Introduction
HIV RNA is a strong marker for the risk of HIV disease progression [1–3] [4–6] [7] undetectable viraemia . The sustainability of this phenomenon was associated with low baseline HIV DNA, but not with baseline CD4 cell count. The power of the study, however, was low since data from only 36 patients with undetectable viraemia were analysed.

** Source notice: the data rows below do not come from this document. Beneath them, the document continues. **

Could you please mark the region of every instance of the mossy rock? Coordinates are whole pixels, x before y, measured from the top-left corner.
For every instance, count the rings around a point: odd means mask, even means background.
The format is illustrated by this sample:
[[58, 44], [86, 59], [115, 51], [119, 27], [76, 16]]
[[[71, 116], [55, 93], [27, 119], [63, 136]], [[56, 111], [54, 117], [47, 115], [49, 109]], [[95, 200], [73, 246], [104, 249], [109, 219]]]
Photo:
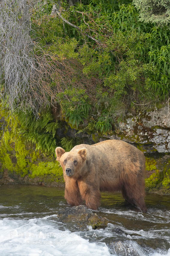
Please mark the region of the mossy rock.
[[87, 225], [91, 226], [93, 229], [104, 228], [108, 222], [106, 218], [98, 216], [84, 205], [67, 207], [60, 212], [57, 217], [65, 223], [75, 222], [82, 229]]

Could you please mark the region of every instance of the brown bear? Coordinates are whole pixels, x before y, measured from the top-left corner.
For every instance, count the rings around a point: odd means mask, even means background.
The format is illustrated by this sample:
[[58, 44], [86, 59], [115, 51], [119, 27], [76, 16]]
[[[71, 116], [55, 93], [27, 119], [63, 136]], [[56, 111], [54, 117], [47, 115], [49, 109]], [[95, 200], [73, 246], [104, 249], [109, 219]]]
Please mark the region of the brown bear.
[[97, 210], [100, 191], [121, 191], [126, 203], [146, 212], [144, 198], [145, 158], [126, 142], [110, 139], [81, 144], [65, 152], [56, 149], [63, 170], [65, 198], [71, 206], [82, 204]]

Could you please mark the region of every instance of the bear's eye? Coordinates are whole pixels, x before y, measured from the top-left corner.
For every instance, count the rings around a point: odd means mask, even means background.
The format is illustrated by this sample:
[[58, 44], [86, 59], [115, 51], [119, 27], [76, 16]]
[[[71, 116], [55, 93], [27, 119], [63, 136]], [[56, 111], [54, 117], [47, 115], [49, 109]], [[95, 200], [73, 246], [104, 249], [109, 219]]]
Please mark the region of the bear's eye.
[[77, 160], [74, 160], [73, 163], [74, 163], [74, 164], [77, 164]]

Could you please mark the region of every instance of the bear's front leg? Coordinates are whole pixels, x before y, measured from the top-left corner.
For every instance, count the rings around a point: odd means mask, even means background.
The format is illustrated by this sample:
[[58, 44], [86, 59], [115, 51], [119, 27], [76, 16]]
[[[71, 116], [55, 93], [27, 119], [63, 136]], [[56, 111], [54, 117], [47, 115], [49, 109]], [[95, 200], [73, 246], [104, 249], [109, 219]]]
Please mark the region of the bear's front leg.
[[65, 180], [64, 197], [68, 204], [73, 206], [82, 204], [83, 201], [77, 181], [68, 177]]
[[101, 197], [99, 188], [82, 181], [78, 181], [78, 185], [81, 197], [86, 201], [87, 206], [93, 210], [98, 210]]

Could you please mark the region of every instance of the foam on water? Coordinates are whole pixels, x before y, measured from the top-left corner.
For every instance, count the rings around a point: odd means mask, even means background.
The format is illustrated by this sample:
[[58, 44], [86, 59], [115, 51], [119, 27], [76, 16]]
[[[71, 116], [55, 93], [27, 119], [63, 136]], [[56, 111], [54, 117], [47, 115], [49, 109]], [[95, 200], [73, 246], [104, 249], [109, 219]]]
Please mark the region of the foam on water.
[[[90, 242], [83, 237], [83, 232], [71, 233], [66, 229], [59, 229], [58, 223], [48, 219], [55, 217], [53, 214], [43, 218], [29, 220], [18, 220], [6, 218], [0, 220], [0, 255], [1, 256], [56, 256], [56, 255], [102, 255], [111, 254], [109, 248], [104, 242]], [[130, 233], [130, 231], [129, 230]], [[91, 230], [89, 236], [93, 235], [95, 231]], [[134, 232], [134, 231], [133, 231]], [[109, 230], [95, 230], [98, 235], [100, 234], [106, 237], [111, 236]], [[141, 230], [135, 231], [144, 236], [145, 232]], [[128, 253], [139, 256], [170, 256], [170, 249], [168, 253], [146, 254], [141, 247], [135, 241], [120, 241], [119, 246], [123, 249], [128, 245]], [[135, 254], [132, 254], [134, 252]], [[126, 251], [120, 255], [129, 255]]]
[[[53, 215], [50, 217], [54, 217]], [[110, 255], [104, 243], [90, 243], [68, 230], [57, 228], [49, 217], [0, 220], [1, 256]]]

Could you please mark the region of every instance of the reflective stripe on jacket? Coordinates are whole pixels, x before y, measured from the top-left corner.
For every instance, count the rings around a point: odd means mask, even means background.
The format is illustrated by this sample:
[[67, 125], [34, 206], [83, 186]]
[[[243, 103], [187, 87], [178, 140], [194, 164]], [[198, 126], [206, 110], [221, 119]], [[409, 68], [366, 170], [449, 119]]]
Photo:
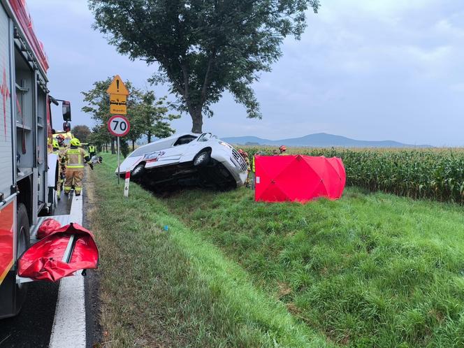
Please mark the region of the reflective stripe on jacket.
[[90, 159], [89, 154], [80, 147], [69, 148], [64, 150], [61, 162], [66, 161], [66, 168], [69, 169], [83, 169], [84, 161], [89, 162], [89, 161], [85, 160], [85, 158]]

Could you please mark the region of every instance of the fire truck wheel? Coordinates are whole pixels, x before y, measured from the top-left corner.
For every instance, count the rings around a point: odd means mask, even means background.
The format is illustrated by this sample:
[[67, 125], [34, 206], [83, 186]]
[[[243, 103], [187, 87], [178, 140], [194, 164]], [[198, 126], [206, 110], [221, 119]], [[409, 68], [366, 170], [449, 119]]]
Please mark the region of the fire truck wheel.
[[[17, 230], [16, 231], [16, 257], [19, 259], [31, 245], [29, 224], [26, 206], [20, 203], [17, 206]], [[16, 285], [16, 312], [21, 310], [27, 294], [27, 283]]]

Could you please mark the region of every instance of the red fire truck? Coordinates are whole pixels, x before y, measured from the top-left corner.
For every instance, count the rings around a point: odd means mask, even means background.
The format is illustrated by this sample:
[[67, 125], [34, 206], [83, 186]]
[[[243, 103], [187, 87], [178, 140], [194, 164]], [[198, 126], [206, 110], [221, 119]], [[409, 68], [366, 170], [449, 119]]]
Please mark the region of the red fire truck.
[[[49, 95], [48, 69], [25, 0], [0, 0], [0, 318], [21, 309], [27, 284], [17, 280], [17, 261], [39, 214], [52, 214], [56, 204], [50, 103], [58, 102]], [[68, 102], [63, 110], [70, 121]]]

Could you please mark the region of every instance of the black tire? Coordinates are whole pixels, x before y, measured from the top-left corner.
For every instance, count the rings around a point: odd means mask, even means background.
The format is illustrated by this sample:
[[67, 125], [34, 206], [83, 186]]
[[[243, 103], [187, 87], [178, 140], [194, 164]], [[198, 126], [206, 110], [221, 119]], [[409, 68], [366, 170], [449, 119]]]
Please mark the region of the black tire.
[[57, 190], [53, 187], [48, 188], [48, 201], [51, 202], [50, 208], [48, 208], [48, 215], [53, 216], [55, 215], [55, 210], [58, 205], [58, 196], [57, 194]]
[[[17, 206], [17, 229], [16, 230], [16, 259], [19, 259], [31, 245], [29, 224], [26, 206], [20, 203]], [[16, 314], [21, 310], [21, 307], [27, 296], [27, 283], [16, 284]]]
[[131, 177], [133, 179], [140, 179], [145, 173], [145, 164], [141, 163], [136, 166], [131, 173]]
[[194, 159], [194, 167], [204, 167], [211, 161], [211, 154], [209, 151], [201, 151], [198, 152]]

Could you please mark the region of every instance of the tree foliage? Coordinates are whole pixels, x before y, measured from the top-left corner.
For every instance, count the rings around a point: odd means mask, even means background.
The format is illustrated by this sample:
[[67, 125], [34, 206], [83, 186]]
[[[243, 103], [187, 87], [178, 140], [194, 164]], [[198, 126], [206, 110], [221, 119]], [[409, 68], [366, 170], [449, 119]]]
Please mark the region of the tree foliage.
[[131, 59], [159, 64], [151, 81], [168, 82], [180, 110], [201, 133], [203, 114], [225, 90], [259, 117], [251, 86], [281, 56], [287, 36], [299, 38], [305, 11], [319, 0], [89, 0], [95, 28]]
[[[88, 92], [81, 92], [87, 105], [82, 110], [91, 115], [97, 124], [93, 129], [90, 139], [97, 145], [101, 146], [108, 142], [112, 143], [113, 136], [107, 128], [110, 114], [110, 99], [106, 93], [113, 78], [108, 78], [102, 81], [94, 82], [94, 88]], [[129, 89], [127, 97], [127, 118], [131, 123], [129, 133], [122, 137], [122, 147], [125, 146], [125, 141], [130, 140], [132, 144], [142, 136], [148, 138], [154, 136], [164, 138], [171, 135], [174, 130], [171, 127], [170, 122], [178, 118], [177, 115], [170, 114], [170, 104], [166, 97], [157, 99], [152, 91], [144, 92], [133, 87], [130, 81], [124, 82]]]

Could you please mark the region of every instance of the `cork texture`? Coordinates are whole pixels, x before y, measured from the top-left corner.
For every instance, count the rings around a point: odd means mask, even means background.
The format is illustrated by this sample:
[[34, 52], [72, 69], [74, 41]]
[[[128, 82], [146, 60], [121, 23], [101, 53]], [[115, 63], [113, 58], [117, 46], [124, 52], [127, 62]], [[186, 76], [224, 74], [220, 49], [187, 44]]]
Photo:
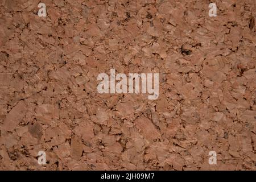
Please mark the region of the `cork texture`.
[[256, 170], [256, 1], [214, 1], [1, 0], [0, 169]]

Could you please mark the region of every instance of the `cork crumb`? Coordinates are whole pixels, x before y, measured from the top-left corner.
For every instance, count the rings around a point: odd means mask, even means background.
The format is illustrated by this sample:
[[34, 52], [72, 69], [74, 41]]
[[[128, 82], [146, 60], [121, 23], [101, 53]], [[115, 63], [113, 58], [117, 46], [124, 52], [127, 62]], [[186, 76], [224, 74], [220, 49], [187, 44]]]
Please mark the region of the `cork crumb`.
[[210, 2], [1, 1], [0, 170], [256, 170], [256, 1]]

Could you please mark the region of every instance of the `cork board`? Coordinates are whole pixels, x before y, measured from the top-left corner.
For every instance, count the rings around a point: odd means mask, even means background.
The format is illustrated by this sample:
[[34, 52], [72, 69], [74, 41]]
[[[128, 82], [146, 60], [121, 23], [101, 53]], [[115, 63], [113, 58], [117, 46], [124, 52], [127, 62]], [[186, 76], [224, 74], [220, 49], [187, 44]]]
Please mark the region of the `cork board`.
[[256, 170], [256, 1], [1, 1], [0, 169]]

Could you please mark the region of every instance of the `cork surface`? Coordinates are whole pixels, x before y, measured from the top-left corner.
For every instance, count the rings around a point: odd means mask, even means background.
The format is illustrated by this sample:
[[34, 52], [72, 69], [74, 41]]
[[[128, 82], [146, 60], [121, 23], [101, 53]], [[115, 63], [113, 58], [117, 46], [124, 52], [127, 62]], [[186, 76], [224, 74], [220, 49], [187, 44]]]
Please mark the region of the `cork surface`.
[[[256, 170], [256, 1], [210, 2], [1, 0], [0, 169]], [[99, 93], [112, 68], [158, 98]]]

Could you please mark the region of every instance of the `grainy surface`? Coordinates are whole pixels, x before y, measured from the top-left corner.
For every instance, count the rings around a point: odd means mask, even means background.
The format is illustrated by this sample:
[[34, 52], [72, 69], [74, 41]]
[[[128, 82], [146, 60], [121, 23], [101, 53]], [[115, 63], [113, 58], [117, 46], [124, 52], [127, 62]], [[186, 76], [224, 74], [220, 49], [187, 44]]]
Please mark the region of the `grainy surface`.
[[[214, 1], [217, 17], [206, 0], [44, 0], [44, 18], [1, 0], [0, 169], [255, 170], [256, 1]], [[110, 68], [159, 73], [158, 99], [99, 94]]]

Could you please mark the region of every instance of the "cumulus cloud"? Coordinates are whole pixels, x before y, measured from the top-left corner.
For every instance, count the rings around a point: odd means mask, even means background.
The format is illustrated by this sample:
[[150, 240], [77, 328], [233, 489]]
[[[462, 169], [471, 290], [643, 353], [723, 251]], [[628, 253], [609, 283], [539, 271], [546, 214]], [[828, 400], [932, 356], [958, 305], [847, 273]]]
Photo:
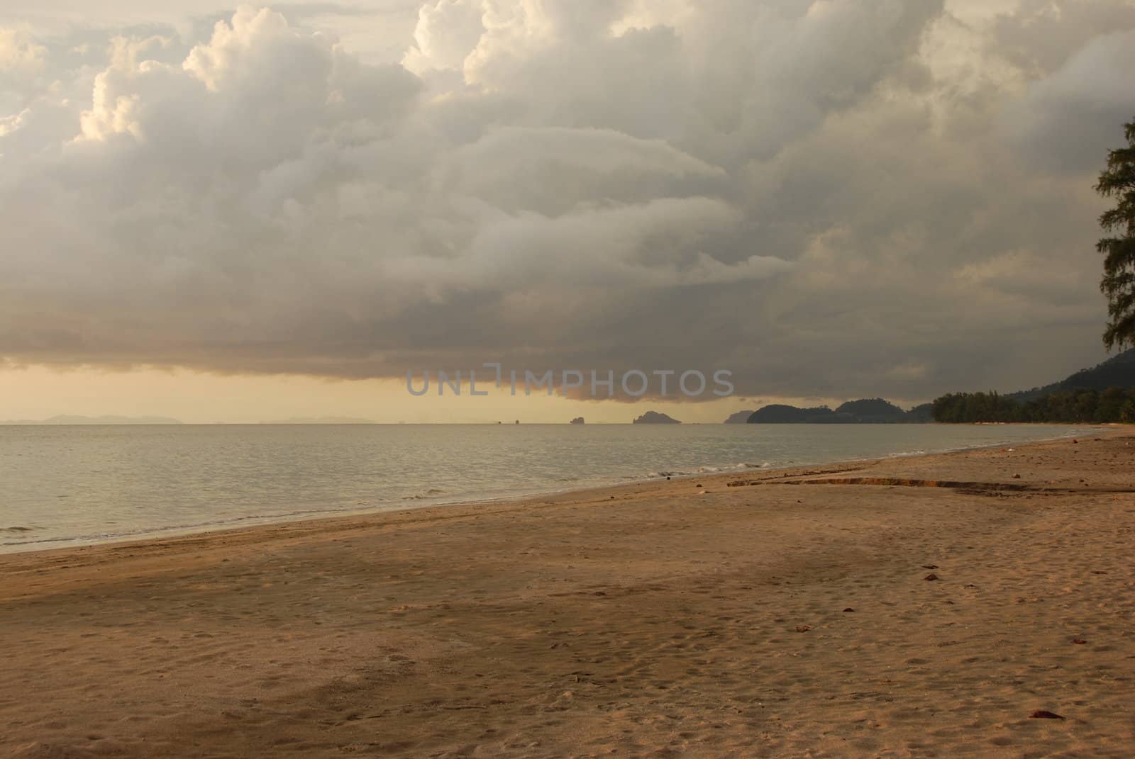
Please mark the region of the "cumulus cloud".
[[906, 398], [1099, 356], [1130, 3], [418, 5], [389, 64], [261, 8], [0, 29], [0, 356]]

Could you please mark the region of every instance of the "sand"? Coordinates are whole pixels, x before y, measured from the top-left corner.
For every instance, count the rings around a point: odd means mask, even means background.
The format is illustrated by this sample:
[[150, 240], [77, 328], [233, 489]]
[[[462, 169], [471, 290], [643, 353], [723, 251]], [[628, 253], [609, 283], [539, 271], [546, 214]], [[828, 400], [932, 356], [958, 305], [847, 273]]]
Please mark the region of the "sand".
[[1128, 430], [3, 556], [0, 753], [1126, 758], [1133, 546]]

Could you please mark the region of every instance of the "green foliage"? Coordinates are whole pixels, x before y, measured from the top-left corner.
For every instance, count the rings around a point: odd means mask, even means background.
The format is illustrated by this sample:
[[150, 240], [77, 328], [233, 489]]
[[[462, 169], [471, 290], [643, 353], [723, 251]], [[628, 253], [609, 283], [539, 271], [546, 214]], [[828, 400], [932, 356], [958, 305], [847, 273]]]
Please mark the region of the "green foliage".
[[1127, 147], [1108, 152], [1108, 168], [1095, 191], [1115, 199], [1116, 206], [1100, 217], [1108, 233], [1096, 243], [1104, 255], [1100, 290], [1108, 296], [1108, 348], [1135, 345], [1135, 121], [1124, 125]]
[[951, 393], [933, 403], [936, 422], [1050, 422], [1104, 424], [1135, 422], [1135, 387], [1062, 390], [1032, 400], [997, 393]]

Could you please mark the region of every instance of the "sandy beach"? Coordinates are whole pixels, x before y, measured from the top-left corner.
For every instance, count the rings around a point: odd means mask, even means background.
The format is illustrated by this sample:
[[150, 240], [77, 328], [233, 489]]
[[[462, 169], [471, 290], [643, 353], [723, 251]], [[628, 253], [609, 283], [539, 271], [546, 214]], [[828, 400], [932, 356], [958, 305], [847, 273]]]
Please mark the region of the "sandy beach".
[[1129, 757], [1133, 546], [1109, 430], [9, 555], [0, 753]]

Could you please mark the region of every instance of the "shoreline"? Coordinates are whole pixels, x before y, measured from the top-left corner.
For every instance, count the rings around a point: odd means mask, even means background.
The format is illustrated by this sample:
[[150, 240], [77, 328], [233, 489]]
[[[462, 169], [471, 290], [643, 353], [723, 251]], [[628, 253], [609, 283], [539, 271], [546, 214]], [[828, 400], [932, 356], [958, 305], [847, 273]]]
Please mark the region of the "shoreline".
[[3, 555], [0, 753], [1126, 757], [1135, 435], [1011, 448]]
[[[185, 427], [187, 424], [183, 424]], [[972, 425], [1011, 425], [1011, 427], [1032, 427], [1032, 425], [1048, 425], [1048, 427], [1067, 427], [1070, 429], [1083, 430], [1083, 432], [1068, 432], [1066, 435], [1060, 435], [1051, 438], [1040, 438], [1036, 440], [1028, 440], [1020, 444], [989, 444], [989, 445], [976, 445], [976, 446], [962, 446], [958, 448], [947, 448], [942, 450], [935, 450], [931, 453], [897, 453], [883, 457], [868, 457], [868, 458], [838, 458], [832, 461], [816, 461], [812, 463], [799, 464], [798, 466], [781, 467], [763, 467], [753, 465], [713, 465], [704, 464], [699, 466], [697, 472], [675, 472], [672, 474], [673, 479], [687, 480], [691, 478], [711, 478], [715, 475], [740, 475], [746, 472], [780, 472], [788, 471], [800, 467], [808, 466], [830, 466], [836, 464], [847, 463], [873, 463], [890, 461], [897, 458], [918, 458], [923, 456], [939, 456], [948, 455], [955, 453], [962, 453], [966, 450], [983, 450], [986, 448], [998, 448], [1002, 445], [1016, 445], [1026, 446], [1034, 445], [1039, 442], [1050, 442], [1061, 439], [1067, 439], [1075, 437], [1077, 433], [1087, 433], [1088, 430], [1093, 435], [1096, 433], [1109, 433], [1119, 432], [1125, 425], [1121, 424], [1085, 424], [1085, 425], [1051, 425], [1051, 424], [1031, 424], [1031, 423], [1006, 423], [1006, 422], [975, 422]], [[45, 425], [45, 427], [58, 427], [58, 425]], [[84, 425], [75, 425], [84, 427]], [[129, 425], [124, 425], [129, 427]], [[153, 425], [151, 425], [153, 427]], [[168, 425], [167, 425], [168, 427]], [[263, 424], [258, 424], [255, 427], [264, 427]], [[276, 425], [280, 427], [280, 425]], [[309, 427], [309, 425], [303, 425]], [[334, 424], [330, 424], [334, 427]], [[351, 427], [358, 427], [352, 424]], [[773, 424], [771, 427], [780, 427]], [[515, 495], [505, 495], [499, 497], [487, 497], [487, 498], [460, 498], [452, 501], [434, 501], [428, 504], [414, 505], [414, 504], [392, 504], [388, 506], [352, 509], [352, 508], [331, 508], [326, 511], [295, 511], [284, 514], [269, 514], [269, 515], [251, 515], [241, 516], [235, 518], [229, 518], [221, 522], [205, 522], [201, 524], [190, 524], [184, 526], [174, 528], [159, 528], [155, 530], [138, 530], [134, 532], [114, 534], [108, 537], [77, 537], [77, 538], [47, 538], [39, 541], [20, 542], [20, 543], [3, 543], [0, 545], [0, 559], [5, 556], [24, 555], [40, 551], [54, 551], [54, 550], [73, 550], [81, 548], [91, 548], [98, 546], [116, 546], [126, 545], [135, 542], [146, 542], [152, 540], [170, 540], [175, 538], [192, 538], [196, 535], [207, 535], [213, 533], [225, 533], [232, 531], [243, 531], [243, 530], [257, 530], [261, 528], [270, 528], [275, 525], [289, 524], [293, 522], [318, 522], [323, 520], [337, 520], [337, 518], [353, 518], [353, 517], [367, 517], [372, 515], [381, 514], [393, 514], [401, 512], [414, 512], [427, 508], [453, 508], [461, 506], [477, 506], [486, 504], [519, 504], [531, 499], [548, 498], [555, 496], [571, 496], [573, 494], [586, 494], [591, 490], [608, 490], [613, 488], [621, 487], [632, 487], [640, 483], [658, 482], [669, 479], [666, 473], [658, 475], [647, 474], [647, 475], [621, 475], [617, 480], [600, 481], [592, 484], [587, 484], [583, 487], [565, 487], [565, 488], [552, 488], [552, 489], [536, 489], [536, 490], [524, 490], [522, 492], [516, 492]], [[10, 528], [9, 528], [10, 529]]]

Here the larger CASCADE seroconverter collaboration has been used to improve the identification of factors associated with achieving a sustainable undetectable viral load without ART. Progression of CD4 cell count during and after the period of undetectable viraemia is described and its relationship to the duration of the period of undetectable viraemia is examined. Finally, the long-term clinical prognosis of patients who spontaneously achieved undetectable viraemia during their follow-up is studied before and during the highly active antiretroviral therapy (HAART) era.
Methods
Patients
CASCADE is an international collaboration that brings together data from 22 HIV-seroconverter cohorts in Europe, Canada and Australia. Patients included in the CASCADE database are patients for whom the date of seroconversion can be reliably estimated. As of January 2004, 8332 seroconverters were included. Details can be found elsewhere [8]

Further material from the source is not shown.